Il est incontestable que l’année 2005 fut une année de grandes espérances. D’une part l’élection de Benoît XVI était la meilleure possibilité réaliste, eu égard à la composition du Sacré collège. Elle ouvrait la possibilité d’une restauration de l’Eglise dans sa Tradition doctrinale et liturgique. D’autre part le Non français au référendum du 29 mai sur la Constitution européenne semblait rendre possible la réappropriation par la France de la maîtrise de son destin. Dans un cas comme dans l’autre ces espoirs furent trompés. Malgré la libération de la célébration de la messe romaine traditionnelle, par le Motu Proprio Summorum Pontificum du 7 juillet 2007, le pape Benoît XVI ne parvint pas à faire revenir l’Eglise dans le droit fil et la continuité de sa tradition doctrinale et liturgique. Quant au référendum sur la Constitution européenne il fut immédiatement contourné par Nicolas Sarkozy, à peine élu président de la République, grâce à un vote du Congrès avalisant le 4 février 2008 le traité de Lisbonne. « Puisque le peuple vote contre le Gouvernement, il faut dissoudre le peuple ». Bertold Brecht. L’ensemble de la classe politique qui s’élève aujourd’hui contre la signature du traité de libre-échange entre l’Union européenne et les pays du Mercosur, aux détriments des intérêts de la France, n’est qu’un ramassis d’hypocrites, de traîtres et d’inconscients. Pour certains les adjectifs sont cumulatifs. L’imprévu en histoire est un fait. Cependant cet imprévu n’apparaît jamais ex nihilo. Il est la manifestation publique de mouvements de fond qui avaient échappé aux observateurs. Il en est ainsi de la Manif Pour Tous, sursaut d’une jeunesse catholique qui sent qu’elle est en train de devenir marginale dans un pays dont toute l’histoire s’enracine dans le christianisme. Ou de l’insurrection des « gilets jaunes » conscients que leur disparition est programmée par les élites mondialisées, à la carte d’identité française, dont le Credo était ainsi benoîtement résumé par Raphaël Glucksmann : « Quand je vais à New-York ou à Berlin, je me sens plus chez moi, a priori, culturellement, que quand je me rends en Picardie, et c’est bien ça le problème ».

Comment verriez-vous la mise en place de la nécessaire réforme morale et spirituelle que vous appelez de vos vœux ?

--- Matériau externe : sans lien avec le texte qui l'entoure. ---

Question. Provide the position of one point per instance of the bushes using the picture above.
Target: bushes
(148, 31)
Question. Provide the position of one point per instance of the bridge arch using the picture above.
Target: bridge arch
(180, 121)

Rappelons d’abord, avec tous les bons auteurs, que la réforme intellectuelle et morale commence par soi. Chacun d’entre nous est-il fidèle aux obligations de ses différents devoirs d’état ? Devoirs d’état de baptisé, de citoyen, d’époux, d’enfant, de parent, de chef d’entreprise, de salarié, d’entrepreneur, etc. La réalité la plus prégnante est que, toujours et à jamais, nous sommes des débiteurs insolvables. Nous sommes les gérants, parfois infidèles, d’un héritage prestigieux à la fois matériel (Notre-Dame de Paris, le château de Versailles, le Mont St Michel, etc.) et immatériel (une langue, une foi, la littérature française, une tradition artistique, des us et coutumes, un art de vivre -la cuisine française- etc.) que nous avons la responsabilité de connaître, de faire fructifier puis de transmettre. Le reste est agitation stérile et brassage d’air.